Ginsburg widens the lens. She goes back to the early 1970s, when African-Americans and Hispanics made up 30 percent of New Haven's population and only 3.6 of the city's 502 firefighters. This is when the black firefighters in New Haven started suing. Their efforts yielded much better representation among the rank-and-file in the department. But as Ginsburg says, not among the fire department's leadership: "The senior officer ranks (captain and higher) are nine percent African-American and nine percent Hispanic. Only one of the Departments' 21 fire captains is African American." (More from me about the history of New Haven's fire department here.) New Haven threw out the test results because it was trying to rectify that imbalance. To Ginsburg, this should surely be permissible—a city trying voluntarily to comply with Congress' 1991 mandate to address disparate impact.

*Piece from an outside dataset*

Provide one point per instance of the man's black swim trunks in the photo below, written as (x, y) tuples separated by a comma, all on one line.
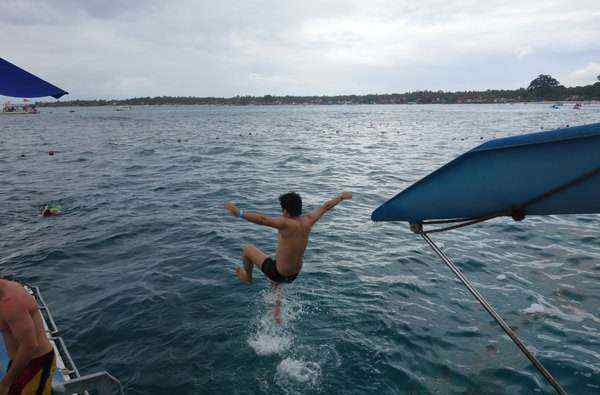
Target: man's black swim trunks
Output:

And then, Ginsburg points out, the majority raises the bar for what New Haven must show to justify throwing out these test results. Kennedy dismisses as "stray facts" in the record the doubts raised about how the test was weighted—60 percent written, 40 percent oral—and the city's proposal to replace the test with an assessment center, which are designed to evaluate the particular skills needed for a job. But Ginsburg sees that the 60-40 weighting simply reflects the demands of the union—the same union that filed its own suit against the city in support of Frank Ricci. And she sees the merit of the assessment centers as an alternative measure. "Relying heavily on written tests to select fire officers is a questionable practice, to say the least," she writes. "Successful fire officers, the City's description of the position makes clear, must have the '[a]bility to lead personnel effectively, maintain discipline, promote harmony, exercise sound judgment, and cooperate with other officials.' These qualities are not well measured by written tests." No wonder, in Ginsburg's view, a 1996 study found that two-thirds of the cities surveyed were using assessment centers in making promotion decisions.

Widen the lens, and you see New Haven struggling to open up its fire department to all comers. You also see other ways to promote firefighters that can lead to more racial diversity and consideration of the leadership skills and judgment we'd presumably most want to evaluate. But there's another way to look at the facts in New Haven—Justice Alito's way. He sees a city that screwed a group of hapless white firefighters because the mayor was trying to curry favor with a "politically important racial constituency" and, in particular, with Boise Kimber, a black reverend in the city who spoke out against promoting an almost entirely white slate of fire officers. Boise Kimber has plenty of unsavory bits in his past. Alito runs through many of them. Because in his view, the evil to be protected against in New Haven is black political power.

This is just hard for me to swallow. Sure, Boise Kimber is a convenient example of small-time race baiting and semi-thuggery. But the record in this case shows him doing a lot of yelling, not driving the city bus. Alito says that Frank Ricci and the other plaintiffs have the right to demand "evenhanded enforcement of the law." And, in a shot against Sonia Sotomayor, who voted against the white firefighters in a 2nd Circuit ruling, Alito says "that is what, until today's decision, has been denied them." But what about New Haven's black firefighters? Don't they deserve better from their city than what they've gotten over the years? And wasn't New Haven, however clumsily, trying to address that? That is what Ginsburg sees that the majority does not.